If the steam engine was the disruptive technology of the Industrial Revolution, I’m increasingly convinced that the digital marketplace platform is the equivalent for city systems today.

(Photo of the Brixton Pound by Matt Brown)

Marketplaces need currencies, of course; and sure enough, new currencies are starting to emerge. The Brixton Pound was set up by a social enterprise in 2009; and the scheme was adopted in Bristol this year. Startups such as Workstars are developing innovative new models for hyperlocal reward schemes involving employers and retailers that are an uncanny modern echo of Boulton’s 18th century trade tokens. And entrepreneurs in Birmingham have launched the local smartphone payment app “Droplet”.
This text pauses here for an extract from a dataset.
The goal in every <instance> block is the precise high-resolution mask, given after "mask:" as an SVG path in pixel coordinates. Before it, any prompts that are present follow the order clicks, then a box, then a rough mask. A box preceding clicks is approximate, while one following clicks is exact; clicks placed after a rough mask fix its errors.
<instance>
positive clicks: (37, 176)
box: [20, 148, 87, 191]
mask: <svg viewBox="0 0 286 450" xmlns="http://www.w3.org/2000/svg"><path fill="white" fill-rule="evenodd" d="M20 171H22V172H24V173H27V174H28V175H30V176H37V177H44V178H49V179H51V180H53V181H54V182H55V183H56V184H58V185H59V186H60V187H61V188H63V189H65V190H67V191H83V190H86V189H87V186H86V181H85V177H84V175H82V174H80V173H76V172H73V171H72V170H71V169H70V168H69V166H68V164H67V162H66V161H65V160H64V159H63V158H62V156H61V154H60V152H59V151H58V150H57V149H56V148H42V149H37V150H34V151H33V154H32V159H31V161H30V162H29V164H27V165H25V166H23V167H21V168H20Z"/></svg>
The interesting thing about these schemes is that they have a more localised sense of value than the global monetary system; and they can reinforce the local economic synergies that are the key to sustainable growth in cities and regions.

In this context, it’s interesting to note the remarks of Romeo Pascual, Los Angeles Deputy Mayor of the Environment, at the Base Cities London conference recently. Deputy Mayor Pascual had just returned from the Rio+C40 Cities meeting. In contrast to what many believe to be the relatively weak agreement signed by national leaders at the Rio+20 meeting, he said that he and his colleagues had been united in their resolve to take strong action to lead cities towards sustainable growth.

Technology can now offer cities very interesting possibilities for creating local systems of exchange, whether we call them local currencies, reward schemes or virtual money. There’s no reason why they should behave in the same way as the currencies we know well today; and every reason to be optimistic that new types of organisation such as social enterprises will find ways to use them to create social and environmental, as well as financial, value.

Of course these innovations are on a relatively small scale for now. But they are emerging at the same time that city leaders are determined to make changes; and at a time that – in the UK at least – traditional systems of banking are under serious scrutiny. The future of money could hold some very interesting – and important – surprises for us.